My second Bullfrog Install. Not unsurprisingly, it went a bit smoother than the first.

There are a total of 13 turnouts on my layout, one of which, I am still debating if I am going to put in service or not (it is basically a switch that leads to a spur that would launch cars off the side of the layout to the floor, modelling what was there, but probably not going to be a “used” bit of trackage). We shall see on that, but after the first switch installation worked after some adjusting and experimentation, I felt capable of moving on to the other three switches that were ready to be installed. The first was equally straightforward, in an easily accessible area beneath the benchwork, and with a straight line to the fascia. The next two are probably the tightest installations because of their location in the corner of the closet at the narrowest part of the layout.

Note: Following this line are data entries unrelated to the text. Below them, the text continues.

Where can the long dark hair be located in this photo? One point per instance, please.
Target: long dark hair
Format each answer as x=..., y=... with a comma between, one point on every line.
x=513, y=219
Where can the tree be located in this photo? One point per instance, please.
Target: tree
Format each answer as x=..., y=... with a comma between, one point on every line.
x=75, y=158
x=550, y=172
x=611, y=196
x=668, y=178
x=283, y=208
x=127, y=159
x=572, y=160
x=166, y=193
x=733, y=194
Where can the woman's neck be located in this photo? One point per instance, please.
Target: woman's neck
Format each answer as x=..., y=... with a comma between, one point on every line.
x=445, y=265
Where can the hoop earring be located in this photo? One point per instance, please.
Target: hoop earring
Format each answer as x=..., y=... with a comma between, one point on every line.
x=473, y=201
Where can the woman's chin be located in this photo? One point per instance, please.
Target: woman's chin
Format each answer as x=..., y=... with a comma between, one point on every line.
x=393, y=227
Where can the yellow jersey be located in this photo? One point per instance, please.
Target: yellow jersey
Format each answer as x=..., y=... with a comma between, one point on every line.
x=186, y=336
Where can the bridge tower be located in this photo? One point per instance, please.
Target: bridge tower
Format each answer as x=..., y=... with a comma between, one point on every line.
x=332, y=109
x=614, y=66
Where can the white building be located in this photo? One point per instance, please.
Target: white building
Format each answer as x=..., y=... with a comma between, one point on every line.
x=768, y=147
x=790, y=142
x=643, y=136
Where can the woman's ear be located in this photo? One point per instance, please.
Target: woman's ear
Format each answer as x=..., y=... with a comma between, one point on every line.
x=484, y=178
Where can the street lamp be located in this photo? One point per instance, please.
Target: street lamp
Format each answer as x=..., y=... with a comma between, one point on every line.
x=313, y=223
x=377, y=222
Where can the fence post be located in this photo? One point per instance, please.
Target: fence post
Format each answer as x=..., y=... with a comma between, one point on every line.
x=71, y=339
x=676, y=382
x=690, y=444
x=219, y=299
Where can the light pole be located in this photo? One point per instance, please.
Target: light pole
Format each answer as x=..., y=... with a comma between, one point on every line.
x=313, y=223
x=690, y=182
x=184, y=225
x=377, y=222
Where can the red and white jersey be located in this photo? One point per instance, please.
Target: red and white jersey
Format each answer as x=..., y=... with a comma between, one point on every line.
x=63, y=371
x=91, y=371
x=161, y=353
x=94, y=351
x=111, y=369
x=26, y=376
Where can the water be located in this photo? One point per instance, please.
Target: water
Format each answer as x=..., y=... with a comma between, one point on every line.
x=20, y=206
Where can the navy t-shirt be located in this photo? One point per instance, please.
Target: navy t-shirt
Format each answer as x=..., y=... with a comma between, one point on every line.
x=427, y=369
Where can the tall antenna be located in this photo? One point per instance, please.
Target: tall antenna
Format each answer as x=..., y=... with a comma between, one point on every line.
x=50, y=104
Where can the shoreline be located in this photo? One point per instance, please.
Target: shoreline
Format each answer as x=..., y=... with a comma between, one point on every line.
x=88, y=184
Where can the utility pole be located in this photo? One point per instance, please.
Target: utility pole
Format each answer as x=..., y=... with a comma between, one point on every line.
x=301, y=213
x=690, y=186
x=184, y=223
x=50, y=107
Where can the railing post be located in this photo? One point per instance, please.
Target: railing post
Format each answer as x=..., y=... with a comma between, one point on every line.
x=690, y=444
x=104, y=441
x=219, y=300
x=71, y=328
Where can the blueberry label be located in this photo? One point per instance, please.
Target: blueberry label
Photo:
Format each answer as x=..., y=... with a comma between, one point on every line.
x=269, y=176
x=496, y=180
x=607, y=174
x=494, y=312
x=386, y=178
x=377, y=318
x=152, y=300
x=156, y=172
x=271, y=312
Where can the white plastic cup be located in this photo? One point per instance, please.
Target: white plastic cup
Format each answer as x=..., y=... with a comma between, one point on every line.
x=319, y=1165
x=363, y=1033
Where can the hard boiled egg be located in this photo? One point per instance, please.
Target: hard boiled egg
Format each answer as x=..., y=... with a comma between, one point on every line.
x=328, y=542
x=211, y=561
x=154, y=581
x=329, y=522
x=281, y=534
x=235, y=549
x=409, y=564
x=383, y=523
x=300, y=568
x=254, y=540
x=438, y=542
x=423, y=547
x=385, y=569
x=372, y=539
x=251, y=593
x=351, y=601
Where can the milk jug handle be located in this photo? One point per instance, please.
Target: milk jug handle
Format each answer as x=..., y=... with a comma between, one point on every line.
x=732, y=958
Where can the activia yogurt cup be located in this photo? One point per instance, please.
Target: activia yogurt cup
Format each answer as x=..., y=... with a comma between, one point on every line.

Installing two Bullfrogs at the pinch point in the closet as the layout curves from the main room into the closet staging.

The third and fourth are about the most complex installs on the layout, as they have very short throws and are in a tight corner where the layout wraps around a bulkhead in the closet. Nothing that can’t be done, but as can be seen in the photos above, one of them exits the fascia at a jaunty angle! Both of these are in a fairly tight and exposed area, so I am likely going to look to add some kind of a shelf beneath them to try and protect them from me smashing into them and damaging them. As well, the wooden disk handles from Fast Tracks are most definitely temporary, long term I will be finding something a bit nicer looking and easier to grab, but for now they work just fine. Sadly, one of my long term thoughts of doing working brass switch stands like my friend Trevor has is likely a no-go, as the company which made the working G-Scale brass stands he used has stopped making them. Oh well, they were an expensive “want” rather than need for the layout, and who knows what will be out there in a few years when I’ve got a more complete layout and am looking to make upgrades.

Videos of the third of four bullfrogs from above and below showing the rails moving, and how the mechanism itself works.

With these four done, now I need to do some more basic scenery (mostly ballasting/rough ground cover) to be in a position to install some more of the bullfrogs. It is nice to actually use the controls to change switches when running trains, rather than reaching in and moving them by hand.